Mrs. Neighbor called 911 again, and explained the situation. There were more officers en route, but they were having trouble finding the exact apartment on the large complex grounds.  Shortly, however, there were officers and police cars all over the parking lot.  Soon after that media trucks arrived, including all network TV stations. They made short work of setting up their cameras.

The backup officers went upstairs, and began the process of apprehending the man who violated me. There were more sounds of struggling, and officers in front of my apartment had their guns drawn, aimed at the balcony. Neighbors had started gathering to check out the commotion. At that time, I’d begun ‘shutting down’.  I had been in survival mode for so many hours, and hadn’t been able to let my guard down at all. When I finally could, shock set in fairly quickly, and while I was still aware of my surroundings and what was going on, I was more into my thoughts than what was going on around me. I was sitting in a rocking chair in the Neighbor’s living room, somewhat oblivious to anything but my thoughts, and the occasional glimpse out the window at the gathering crowd.  I never heard the gunshots upstairs, though Mr. Neighbor did.

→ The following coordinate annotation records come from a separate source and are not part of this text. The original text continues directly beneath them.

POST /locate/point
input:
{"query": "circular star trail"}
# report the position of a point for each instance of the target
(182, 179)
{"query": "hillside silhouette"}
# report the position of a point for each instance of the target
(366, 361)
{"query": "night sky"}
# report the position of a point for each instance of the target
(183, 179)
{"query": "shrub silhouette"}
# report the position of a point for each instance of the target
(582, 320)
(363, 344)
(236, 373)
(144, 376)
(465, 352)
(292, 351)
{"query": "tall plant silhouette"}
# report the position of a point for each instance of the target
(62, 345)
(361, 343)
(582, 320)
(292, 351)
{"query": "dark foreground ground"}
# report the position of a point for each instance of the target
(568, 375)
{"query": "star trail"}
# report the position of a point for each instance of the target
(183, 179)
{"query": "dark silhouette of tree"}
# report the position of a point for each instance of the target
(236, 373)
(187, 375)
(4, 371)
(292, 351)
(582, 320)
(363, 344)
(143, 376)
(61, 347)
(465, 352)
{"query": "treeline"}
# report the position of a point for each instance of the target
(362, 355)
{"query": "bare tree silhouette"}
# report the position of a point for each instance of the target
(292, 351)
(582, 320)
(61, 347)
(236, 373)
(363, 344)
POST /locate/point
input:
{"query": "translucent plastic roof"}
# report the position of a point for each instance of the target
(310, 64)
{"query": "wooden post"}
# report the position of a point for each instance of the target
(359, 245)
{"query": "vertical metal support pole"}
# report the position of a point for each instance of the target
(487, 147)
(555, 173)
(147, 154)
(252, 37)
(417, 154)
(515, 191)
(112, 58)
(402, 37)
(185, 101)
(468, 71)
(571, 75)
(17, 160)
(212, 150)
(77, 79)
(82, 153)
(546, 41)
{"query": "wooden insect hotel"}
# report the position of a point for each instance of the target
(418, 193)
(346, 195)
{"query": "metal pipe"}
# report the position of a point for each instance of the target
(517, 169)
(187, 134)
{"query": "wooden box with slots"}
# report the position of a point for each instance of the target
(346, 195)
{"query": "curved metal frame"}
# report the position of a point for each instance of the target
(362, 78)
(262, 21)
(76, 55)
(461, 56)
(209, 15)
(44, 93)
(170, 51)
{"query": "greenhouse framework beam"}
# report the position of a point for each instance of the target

By then, an ambulance had arrived for me, and the EMTs had started checking my vital signs, and assessing the busted lip and visible bruise that was blooming on my jaw. The other injuries would have to wait for a physician at the ER.  I had torn uterine ligaments, and various abrasions and lacerations from the foil on the wine cooler bottle.  A hospital helicopter was landing to take the rapist to the hospital. He had been shot in the groin, and was losing a fair amount of blood. From what I later heard, he was moving towards the officer, and not a ‘still target’; the officer that shot him later apologized profusely for not killing him.  I was kept inside the Neighbor’s apartment until ‘he’ was loaded into the helicopter,  and gone from the premises.

The EMTs were going to bring a stretcher in to take me to the ambulance, but I asked them to let me walk.  There had been enough drama, and the TV stations were still filming.  I was assured that they wouldn’t film me (rules about ‘victims’).  I still wanted to walk out, and not be buried under blankets on a stretcher. For some reason, I had to prove I wasn’t completely damaged, filming or not.  I didn’t want to look like I’d been destroyed.  I had to show I was stronger than what he had done to me. Those weren’t conscious thoughts at the time, but I knew I didn’t want to look ‘that bad’.

On the way out, cameras were still mounted on tripods, or in the hands of those filming, aimed in the general direction of the sidewalk. I walked past all of them, and looked at them. One relatively young female photographer made direct eye contact, and then did something that made a huge difference on that horrible day.  She aimed her camera at the ground, and bowed her head as I walked by that group of cameras.  She was offering me a sign of respect after I’d been completely dismantled in regards to dignity and simple human decency.   I wish I knew what TV station she was from so I could thank her (I’ve tried writing to all of them over the years), and let her know that that gesture was something I’ve never forgotten. That act of decency was, and is, greatly appreciated. It took her 2 seconds to do, but it’s lasted a lifetime for me.  That act of decency is one of the most healing things I’ve ever experienced.  It was the beginning of becoming a survivor, and not staying a victim.  While I had my ups and downs as I worked through what happened during the rape, that reporter/photographer was the beginning of shedding the ‘victim’ label. There aren’t enough thanks for something that powerful.